Resident Evil 3’s Next-Gen Upgrade Won’t Fix An Underwhelming Remake

I remember attending a preview event for Resident Evil 3 where Capcom had us play through a couple of hours of the survival horror remake. Little did I know at the time that I had already experienced almost half the campaign as part of this spooky showcase.

A Capcom representative poked me on the shoulder and asked me to stop playing at a certain point, expressing surprise that I’d made it through the preview section so quickly. I’m a massive gamer so all I could do was raise my hands and accept his generous praise, but that’s not the point here. They were right, though – I’m the best.

The point is that Resident Evil 3 is a short and underwhelming remake that feels like a glorified expansion to its predecessor. I saw half of the campaign in just two short hours at this event, and to be honest there wasn’t much more waiting for me in the finished product.

I couldn’t escape that potential thought as I stepped out of the demo kiosk and snacked on some tasty burgers the PR had provided, cementing myself as the journalist shill I truly am.

I know there’s plenty of speculation that Resident Evil 2 & 3 were developed simultaneously, and the decision was made during production to release them as individual products instead of a single package. If that’s the case, I can understand the decision (it all but doubled Capcom’s potential profits), but Resident Evil 3 isn’t nearly substantial enough to justify a premium price tag. It came packaged with a mediocre asymmetrical multiplayer experience in the form of Project Resistance, but the community tired of this quickly and long-term support from its creators soon became a thing of the past.

Even Jill Valentine’s badassery wasn’t enough to stave off my disappointment. The campaign was great, but it was so short, cut so many ideas from the original, and felt like it lacked the ambition of Resident Evil 2. Heck – we even revisit the Raccoon City Police Department but all the puzzles have been solved. It’s as if we’re just passing through, murdering zombies and searching for resources before the game gets bored and moves us along.

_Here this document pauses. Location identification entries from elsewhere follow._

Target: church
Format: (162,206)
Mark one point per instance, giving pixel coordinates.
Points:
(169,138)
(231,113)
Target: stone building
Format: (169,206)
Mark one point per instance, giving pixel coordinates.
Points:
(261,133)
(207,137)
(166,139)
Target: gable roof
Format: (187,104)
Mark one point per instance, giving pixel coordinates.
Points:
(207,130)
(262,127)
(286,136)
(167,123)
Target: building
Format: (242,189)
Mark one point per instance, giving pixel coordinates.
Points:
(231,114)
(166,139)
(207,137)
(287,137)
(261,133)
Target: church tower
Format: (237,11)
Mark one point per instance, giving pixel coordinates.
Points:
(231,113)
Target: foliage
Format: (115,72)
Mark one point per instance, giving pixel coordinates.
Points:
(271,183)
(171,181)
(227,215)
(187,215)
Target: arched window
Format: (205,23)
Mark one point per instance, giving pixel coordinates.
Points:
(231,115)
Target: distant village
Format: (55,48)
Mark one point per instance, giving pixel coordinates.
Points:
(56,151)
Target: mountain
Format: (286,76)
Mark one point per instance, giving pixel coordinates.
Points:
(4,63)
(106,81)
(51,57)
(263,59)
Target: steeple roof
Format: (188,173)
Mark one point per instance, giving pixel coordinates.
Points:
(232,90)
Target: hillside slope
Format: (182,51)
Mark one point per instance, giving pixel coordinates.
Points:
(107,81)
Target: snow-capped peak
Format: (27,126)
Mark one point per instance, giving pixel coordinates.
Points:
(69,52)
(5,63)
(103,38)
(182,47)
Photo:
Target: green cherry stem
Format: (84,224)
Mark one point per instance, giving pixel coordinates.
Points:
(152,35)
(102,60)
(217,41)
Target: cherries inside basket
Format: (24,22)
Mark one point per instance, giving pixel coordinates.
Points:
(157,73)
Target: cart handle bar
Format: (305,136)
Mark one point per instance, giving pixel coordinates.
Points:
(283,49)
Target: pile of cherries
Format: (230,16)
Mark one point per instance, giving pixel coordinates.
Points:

Ahead of launch it was theorised that Nemesis would take the place of Mr. X, stalking us throughout Raccoon City as an unpredictable horror we’d need to use a combination of wits and firepower to avoid. Instead, he’s reduced down to little more than a boring handful of cutscenes and boss battles that make him feel like a minor threat and nothing a handful of conveniently placed rocket launchers can’t deal with. Resident Evil 3 wasn’t scary, it was an action movie that railroaded us through familiar locations like it was in a rush to reach the credits. New characters and sequences not seen in the original game didn’t help matters either, especially when fans would rather see the return of old favourites instead of half-baked horde sections. Gosh, I’m getting bummed out just thinking about it.

Earlier this week Capcom confirmed that Resident Evil 2 & 3 will be coming to PS5, Xbox Series X/S later this year, with a free upgrade for existing owners. Awesome, those games are already gorgeous and will no doubt shine on new consoles with a few extra bells and whistles. Unfortunately it won’t fix Resident Evil 3’s dire length and unimaginative design. Resident Evil 2 is Danny Boyle’s 28 Days Later while its sequel is Zack Snyder’s Army of the Dead, with the gap in quality so monumental that I can’t help but step back and ask what the hell happened. It felt like the first loss for Capcom in a streak of winners and makes me worry for whatever Resident Evil 4 Remake will end up being. Please don’t suck…

The finest graphics in the world won’t distract from a survival horror shooter that fails to capitalise on the brilliance of what came before it, or perhaps it was intended to work as a faster, more adrenaline-fueled companion in the same lineage instead of being pulled away to stand on its own. In that context Resident Evil 3 would have shined, but as a standalone product left to exist on its own merits, I can’t help but view it as inferior in almost every conceivable way. Jill and Carlos are both hot though, so I guess it isn’t all bad.